When we configure or deploy a cluster on top of Amazon EC2 instances, the pricing depends on the type of EC2 instance and the Region you have selected to launch your cluster. With EC2, you can choose on-demand instances or you can reduce the cost by purchasing reserved instances with a commitment of usage. You can lower the cost even further by using a combination of spot instances, specifically while scaling the cluster with task nodes.
- Scalability: One of the biggest advantages of EMR compared to on-premises Hadoop clusters is its elastic nature, using which you can increase or decrease the number of instances of your cluster. You can create your cluster with a minimal number of instances and then can scale your cluster as the job demands. EMR provides two scalability options, autoscaling and managed scaling, which scales the cluster based on resource utilization.
- Flexibility: Though EMR provides a quick cluster creation option, you have full control over your cluster and jobs, where you can make customizations in terms of setup or configurations. While launching the cluster, you can select the default Linux Amazon Machine Images (AMIs) for your instances or integrate custom AMIs and then install additional third-party libraries or configure startup scripts/jobs for the cluster.
You can also use EMR to reconfigure apps on clusters that are already running, without relaunching the clusters.
- Reliability: Reliability is something that is built into EMR's core implementation. The health of cluster instances is constantly monitored by EMR and it automatically replaces failed or poorly performing instances. Then new tasks get instantiated in newly added instances.
EMR also provides multi-master configuration (up to three master nodes), which makes the master node fault-tolerant. EMR also keeps the service up to date by including stable releases of the open source Hadoop and related application software at regular intervals, which reduces the maintenance effort of the environment.
- Security: EMR automatically configures a few default settings to make the environment secure, including launching the cluster in Amazon Virtual Private Cloud (VPC) with required network access controls and configuring security groups for EC2 instances.
It also provides additional security configurations that you can utilize to improve the security of the environment, which includes enabling encryption through AWS KMS keys or your own managed keys, configuring strong authentication with Kerberos, and securing the in-transit data through SSL.
You can also use AWS Lake Formation or Apache Ranger to configure fine-grained access control on the cluster databases, tables, or columns. We will dive deep into each of these concepts in later chapters of the book.
- Ease of integration: When you build a data analytics pipeline, apart from EMR's big data processing capability, you might also need integration with other services to build the production-scale implementation.

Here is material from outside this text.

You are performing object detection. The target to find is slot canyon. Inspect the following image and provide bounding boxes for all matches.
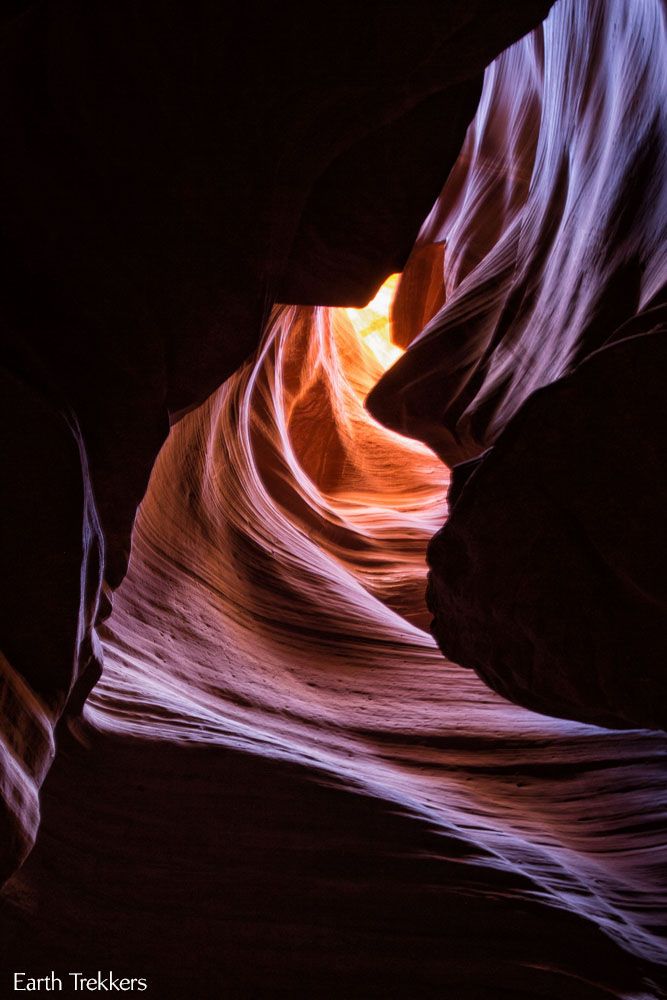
[0,0,667,1000]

EMR has native integration with a lot of additional services and some of the major ones include orchestrating the pipeline with AWS Step Functions or Amazon Managed Workflows for Apache Airflow (MWAA), close integration with AWS IAM to integrate tighter security control, fine-grained access control with AWS Lake Formation, or developing, visualizing, and debugging data engineering and data science applications built in R, Python, Scala, and PySpark using the EMR Studio integrated development environment (IDE).
- Monitoring: EMR provides in-depth monitoring and audit capability on the cluster using AWS services such as CloudWatch and CloudTrail.
CloudWatch provides a centralized logging platform to track the performance of your jobs and cluster and define alarms based on specific thresholds of specific metrics. CloudTrail provides audit capability on cluster actions. Amazon EMR also has the ability to archive log files in Amazon Simple Storage Service (S3), so you can refer to them for debugging even after your cluster is terminated.
Apart from CloudWatch and CloudTrail, you can also use the Ganglia monitoring tool to monitor cluster instance health, which is available as an optional software configuration when you launch your cluster.